$X_1,X_2,\ldots$ is a sequence of independent random variables and
$$P\{X_n = n^2 - 1\} = 1 - P\{X_n = -1\} = n^{-2}$$
Clearly, $E[X_n] = 0$. However, $\frac{1}{n}S_n \to -1$ almost surely where $S_n = \sum_{i=1}^nX_i$.
My proof of this assertion is as follows and I would appreciate it if someone could check its correctness as well as the precision of my reasoning.
$(X_n)_n$ being a collection of independent random variables, the event $\left\{\omega: \lim_{n\to\infty}\frac{1}{n}S_n(\omega) = -1\right\}$ belongs to the tail $\sigma$-algebra and hence has a probability of either zero or one. If I can show that the probability of this event is strictly positive, then I am done.

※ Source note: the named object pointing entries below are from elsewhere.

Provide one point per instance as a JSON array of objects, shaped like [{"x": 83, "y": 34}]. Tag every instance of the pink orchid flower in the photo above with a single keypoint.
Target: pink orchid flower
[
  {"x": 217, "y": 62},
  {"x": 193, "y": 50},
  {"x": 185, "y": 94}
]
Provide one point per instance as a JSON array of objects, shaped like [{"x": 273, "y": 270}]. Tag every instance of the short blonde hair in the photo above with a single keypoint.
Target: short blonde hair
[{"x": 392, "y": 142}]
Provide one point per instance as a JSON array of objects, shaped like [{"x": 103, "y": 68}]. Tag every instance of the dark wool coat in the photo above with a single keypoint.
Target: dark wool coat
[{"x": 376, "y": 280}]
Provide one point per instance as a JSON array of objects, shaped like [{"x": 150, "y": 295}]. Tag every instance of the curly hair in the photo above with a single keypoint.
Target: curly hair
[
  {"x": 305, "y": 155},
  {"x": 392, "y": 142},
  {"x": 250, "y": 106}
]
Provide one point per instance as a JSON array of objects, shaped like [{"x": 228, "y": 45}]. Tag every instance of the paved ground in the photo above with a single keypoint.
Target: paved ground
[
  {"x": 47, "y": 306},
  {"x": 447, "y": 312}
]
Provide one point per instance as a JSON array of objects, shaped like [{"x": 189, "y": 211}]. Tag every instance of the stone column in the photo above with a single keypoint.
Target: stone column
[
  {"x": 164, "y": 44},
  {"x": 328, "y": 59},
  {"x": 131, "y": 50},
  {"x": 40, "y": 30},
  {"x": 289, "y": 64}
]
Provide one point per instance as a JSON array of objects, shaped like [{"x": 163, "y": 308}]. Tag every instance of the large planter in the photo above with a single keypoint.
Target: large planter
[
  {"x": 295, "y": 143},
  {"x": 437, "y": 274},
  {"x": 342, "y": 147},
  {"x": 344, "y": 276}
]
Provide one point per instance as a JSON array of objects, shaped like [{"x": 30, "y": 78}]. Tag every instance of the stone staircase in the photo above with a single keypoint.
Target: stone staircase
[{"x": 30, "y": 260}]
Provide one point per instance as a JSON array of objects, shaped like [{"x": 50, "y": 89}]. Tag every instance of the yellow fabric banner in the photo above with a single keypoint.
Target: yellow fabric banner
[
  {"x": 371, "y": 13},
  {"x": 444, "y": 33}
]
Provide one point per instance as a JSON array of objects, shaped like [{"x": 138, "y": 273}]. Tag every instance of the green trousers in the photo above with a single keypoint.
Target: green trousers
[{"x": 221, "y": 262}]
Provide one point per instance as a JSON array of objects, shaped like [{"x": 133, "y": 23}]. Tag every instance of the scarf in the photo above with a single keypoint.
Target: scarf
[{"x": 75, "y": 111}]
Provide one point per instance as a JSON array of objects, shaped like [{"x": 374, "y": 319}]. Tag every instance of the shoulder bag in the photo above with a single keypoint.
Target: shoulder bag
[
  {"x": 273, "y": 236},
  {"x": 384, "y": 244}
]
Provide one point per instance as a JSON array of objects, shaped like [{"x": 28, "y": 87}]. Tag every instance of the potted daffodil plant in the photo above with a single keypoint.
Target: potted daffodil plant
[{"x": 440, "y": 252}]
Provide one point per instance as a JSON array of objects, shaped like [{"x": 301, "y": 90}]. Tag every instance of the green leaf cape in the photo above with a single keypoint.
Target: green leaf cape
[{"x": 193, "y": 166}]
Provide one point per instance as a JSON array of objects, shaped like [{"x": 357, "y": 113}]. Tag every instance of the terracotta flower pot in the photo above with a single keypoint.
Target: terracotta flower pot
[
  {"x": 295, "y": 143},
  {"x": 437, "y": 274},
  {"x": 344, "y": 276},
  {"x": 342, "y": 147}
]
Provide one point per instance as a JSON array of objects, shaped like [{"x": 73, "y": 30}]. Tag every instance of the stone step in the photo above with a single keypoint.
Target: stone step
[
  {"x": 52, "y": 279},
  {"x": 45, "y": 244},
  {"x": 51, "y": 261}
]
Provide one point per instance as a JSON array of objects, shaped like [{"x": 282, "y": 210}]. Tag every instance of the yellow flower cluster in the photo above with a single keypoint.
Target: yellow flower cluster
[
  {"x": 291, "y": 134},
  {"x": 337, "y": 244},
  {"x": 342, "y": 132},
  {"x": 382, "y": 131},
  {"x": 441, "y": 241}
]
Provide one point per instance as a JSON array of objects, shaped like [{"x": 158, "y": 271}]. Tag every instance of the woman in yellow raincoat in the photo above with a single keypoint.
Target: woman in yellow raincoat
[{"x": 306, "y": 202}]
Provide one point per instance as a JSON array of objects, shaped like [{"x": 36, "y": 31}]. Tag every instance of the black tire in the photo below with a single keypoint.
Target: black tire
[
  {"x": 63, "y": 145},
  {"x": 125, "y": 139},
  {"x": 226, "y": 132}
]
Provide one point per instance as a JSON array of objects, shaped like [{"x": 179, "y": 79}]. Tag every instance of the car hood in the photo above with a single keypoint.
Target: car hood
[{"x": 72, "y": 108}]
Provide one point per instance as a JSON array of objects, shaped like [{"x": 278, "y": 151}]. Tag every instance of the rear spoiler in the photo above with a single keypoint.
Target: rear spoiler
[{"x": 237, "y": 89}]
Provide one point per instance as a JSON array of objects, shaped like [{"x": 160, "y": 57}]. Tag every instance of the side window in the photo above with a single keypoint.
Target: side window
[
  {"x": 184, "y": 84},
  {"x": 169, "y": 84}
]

I note that $$\{X_2 = -1, X_3 = -1, \ldots\} \subset \left\{\lim_{n\to\infty}\frac{1}{n}S_n = -1\right\}$$
By monotone convergence $$P\{X_2 = -1, X_3 = -1, \ldots\} = \lim_{n\to\infty}P\{X_2 = -1, \ldots, X_n = -1\}$$ This yields $P\{X_2 = -1, X_3 = -1, \ldots\} = \frac{1}{2}$. Therefore, $P\left\{\lim_{n\to\infty}\frac{1}{n}S_n = -1\right\} \geq \frac{1}{2}$, which implies $\frac{1}{n}S_n \to -1$ almost surely.
I would also appreciate seeing different proofs of this claim, in particular ones that do not invoke Kolmogorov's $0-1$ law.